先月、ペーター・サガンのNFTアートシリーズが発売されました。NFTの説明自体は省略しますが(Wikipedia参考記事)、サガンのレース中のパワーデータをデザインの要素として取り入れ、彼の好きなアメリカン・クラシックカーのモチーフと組み合わせたものなど23点の作品がNFTのオンライン・マーケットプレイスであるOpenSeaに登場しています。
最高額は19億円
作品は最も安い「Squeeze」と題されたもので$4,635.81(本記事時点のレートで¥618,586.26)、最も高価な「Champagne」では$14,595,974.60(約19億円)となっています。「Champagne」(画像下)は2012年7月1日、サガンの1回目のツール・ド・フランス出場、第1ステージでの初優勝、グリーンジャージ初着用等「1」をモチーフとした作品。
吹き上がるシャンパンは恐らくそのレースのパワーデータを基にしているのでしょうか。波形っぽいですよね。なおシリーズ最高額のこのNFTアートには、そのレースでのパワーデータファイル(とその所有権)と、このプロジェクトを企画しているFuerzaのHunter Allen氏によるデータ解析等が含まれるそうです。
Fuerzaはサイクルロードレーサーの生体メトリックデータを使用したNFTアートシリーズを他にも多く手掛けており、公式サイトにはマーク・カヴェンディッシュやゲラント・トーマス、イェンス・フォイクトやヴァンデヴェルデ等々、有名選手のパワーデータを基にした作品もあるのがわかります。サガンもこの波に乗ってみたわけですね。
サガンも予想外の反応?
しかしペーター・サガンのこのNFTアートへのファンによる反応は冷ややかなものが多く、作品を誇らしげに告知したサガンに対して「そんなもの興味ない」や「NFTのブームはもう終わっているし、乗り遅れたね」や「サイクリングとは何の関係もないじゃないか」というコメントが彼のInstagramやFacebookアカウントではよく見られます。

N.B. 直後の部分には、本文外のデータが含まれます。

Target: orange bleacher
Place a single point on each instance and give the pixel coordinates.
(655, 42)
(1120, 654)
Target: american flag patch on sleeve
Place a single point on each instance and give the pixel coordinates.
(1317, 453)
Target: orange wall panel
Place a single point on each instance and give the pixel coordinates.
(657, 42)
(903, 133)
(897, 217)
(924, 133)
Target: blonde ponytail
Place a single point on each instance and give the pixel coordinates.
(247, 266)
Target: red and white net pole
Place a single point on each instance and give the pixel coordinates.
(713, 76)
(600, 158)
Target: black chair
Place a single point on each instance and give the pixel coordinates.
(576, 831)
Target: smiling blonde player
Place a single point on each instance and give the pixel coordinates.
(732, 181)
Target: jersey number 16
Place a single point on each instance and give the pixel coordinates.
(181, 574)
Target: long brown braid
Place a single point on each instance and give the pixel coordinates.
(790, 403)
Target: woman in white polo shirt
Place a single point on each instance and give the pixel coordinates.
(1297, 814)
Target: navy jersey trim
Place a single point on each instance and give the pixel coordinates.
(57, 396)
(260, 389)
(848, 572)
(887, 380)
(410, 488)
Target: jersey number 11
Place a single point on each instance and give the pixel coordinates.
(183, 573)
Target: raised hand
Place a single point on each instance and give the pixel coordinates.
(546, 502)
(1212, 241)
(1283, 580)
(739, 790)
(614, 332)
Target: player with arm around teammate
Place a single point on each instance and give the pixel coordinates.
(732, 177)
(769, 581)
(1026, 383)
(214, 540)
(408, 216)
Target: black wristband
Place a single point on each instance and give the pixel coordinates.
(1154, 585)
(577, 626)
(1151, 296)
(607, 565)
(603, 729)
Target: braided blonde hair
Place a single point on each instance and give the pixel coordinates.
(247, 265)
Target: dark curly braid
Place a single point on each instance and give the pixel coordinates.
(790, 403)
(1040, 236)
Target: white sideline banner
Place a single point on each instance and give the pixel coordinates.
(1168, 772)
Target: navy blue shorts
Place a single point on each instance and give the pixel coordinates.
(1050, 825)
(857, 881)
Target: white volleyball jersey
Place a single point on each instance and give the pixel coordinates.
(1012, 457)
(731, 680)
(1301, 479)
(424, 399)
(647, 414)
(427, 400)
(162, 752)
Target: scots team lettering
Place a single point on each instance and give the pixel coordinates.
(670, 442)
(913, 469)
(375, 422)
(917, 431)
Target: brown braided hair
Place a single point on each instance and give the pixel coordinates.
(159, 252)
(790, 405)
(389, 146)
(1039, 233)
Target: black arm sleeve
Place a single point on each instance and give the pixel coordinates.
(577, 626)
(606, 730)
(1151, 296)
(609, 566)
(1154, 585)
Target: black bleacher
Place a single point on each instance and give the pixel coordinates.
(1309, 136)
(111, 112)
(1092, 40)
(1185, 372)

恐らくサガンは他の選手同様、アートの題材になりそうな面白いパワーデータのあった日を思い出してそれをProject Fuerzaに提示するだけで、後はアーティストが仕事をしてくれる、という感じで、特に労力もなく、損をすることもないだろうと踏んだのだと思いますが、発表から1ヵ月近く経った今でも作品はまだ1枚も売れていないようです。
そして面白い余談としては、この件を大メディアであるCycingTipsが”If Peter Sagan can’t sell an NFT, nobody in cycling can”(サガンのNFTが売れないのならサイクリング界の他の誰のものも売れない)と題した記事を1週間ほど前に公開していたのですが、後になって削除されています(検索すると海賊サイトによるものと思われるコピーはヒットします)。
その記事はやはり冷めた内容だったのですが、削除された理由はCycingTipsの親会社Outsideからの要請だったことを執筆者がフォーラムで明らかにしていました。Outside社もNFT関連のビジネスを展開しようとしており、傘下のメディアがそれを盛り下げるような記事を出してほしくない、という大人の事情があったことがうかがえます。